Dr. Seuss Guide to Code Craftsmanship
I have a two-year-old daughter who adores Dr. Seuss. And as I was reading Cat in the Hat for the 214th time, I realized Dr. Seuss had it all figured out.
His words are odd. The cadence confusing. But there’s a gem hidden in all his children’s rhymes.
You see, Dr. Seuss would have made an excellent engineer.
Because great code isn’t about choosing the perfect method name or building out 95% test coverage. All that is great, but it doesn’t make great code.
It likely never feels that way. There’s a rhythm to software development that goes something like this:
- “Easy. I’ve got this.”
- “Uhhh, maybe not.”
- “HALP! I have no idea what the f*ck I’m doing.”
- “How did I not think of that before?!”
- “I AM A GOD.”
This process is okay if you’re comfortable having a mild psychotic break every sprint. I’m not.
We’re going about it all wrong. Putting ourselves — our egos — above our code. No judgement. I do it too. We’re human. It’s okay.
But I think we can bypass our egos and the emotional ups and downs it produces. This talk will focus on common pitfalls along the development lifecycle and distill Dr. Seuss’s excellent advice into concise steps developers can take before they write a single line of code.
In the words of Dr. Seuss: "You have brains in your head. You have feet in your shoes. You can steer yourself any direction you choose. You’re on your own. And you know what you know. And YOU are the guy who’ll decide where to go.
Humpty Dumpty: A Story of DevOps Gone Wrong
I’m convinced Humpty Dumpty is a story of DevOps gone wrong.
Humpty Dumpty sat on a wall,
Humpty Dumpty had a great fall.
All the king's horses and all the king's men
Couldn't put Humpty back together again.
First, who asks a horse to do surgery? Hoofs can’t hold scalpels. Second, either the king’s men are inept or they’re not communicating. Two kindergarteners with some Elmer’s could have done the job.
You see, Humpty is a deploy. He was fine in staging but shit the bed in production. Now the site’s down and your boss is threatening everyone’s jobs.
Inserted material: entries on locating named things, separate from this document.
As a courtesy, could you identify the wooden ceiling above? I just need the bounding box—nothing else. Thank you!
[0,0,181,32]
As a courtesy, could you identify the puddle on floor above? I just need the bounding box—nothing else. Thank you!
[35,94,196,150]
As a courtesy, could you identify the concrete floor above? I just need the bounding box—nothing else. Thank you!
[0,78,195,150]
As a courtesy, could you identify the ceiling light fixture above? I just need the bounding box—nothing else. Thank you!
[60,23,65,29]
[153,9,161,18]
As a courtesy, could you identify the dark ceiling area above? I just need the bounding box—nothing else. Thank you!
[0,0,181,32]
IT is saying the code is broken. The developers are saying it’s a server issue. Meanwhile, Humpty is bleeding out. And your customers are complaining on Twitter. Which means a customer service rep has entered the #incident channel to tell you the site’s down. Yea, no shit, Tom.
DevOps is the new Agile. Everyone “does it” but few fully embrace it. This talk will focus on common pitfalls and how to ensure your entire team — ops, IT, sysadmins, SREs and developers — stop blaming each other and work together.
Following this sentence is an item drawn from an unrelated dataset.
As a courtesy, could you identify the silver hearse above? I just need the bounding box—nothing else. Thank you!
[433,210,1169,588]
Pythons + Vipers: Empathy in Tech
Pythons and vipers are far from friendly. They’re scaly, try to kill you and are kinda associated with Satan.
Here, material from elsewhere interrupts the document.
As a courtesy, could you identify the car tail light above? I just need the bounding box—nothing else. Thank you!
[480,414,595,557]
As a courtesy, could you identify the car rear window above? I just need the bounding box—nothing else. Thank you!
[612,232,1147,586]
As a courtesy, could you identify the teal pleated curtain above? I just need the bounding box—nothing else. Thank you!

But they have a lot to teach us about empathy.
We all know there’s a diversity problem in tech. It’s literally been beaten into our heads. What we haven’t heard is a solution. And I’m not talking about hiring pipelines.
Some of you are the oldest engineer on your team. Or the youngest. Maybe you’re the only woman or person of color. Perhaps you have depression or anxiety. You’re married. Single. Have kids. Care for an ailing parent. Gay. Straight. Transgender.
We’re all different. And I think that’s pretty awesome. But sometimes — often — our differences divide us.
This talk will focus on empathy. And how we can use it to make our jobs, and each other, more awesome.
We’ll cover the evolutionary forces that make our brains desire conformity, look at Solomon Asch’s study on social pressure and discover how one simple change can open our eyes and help us start solving diversity in tech.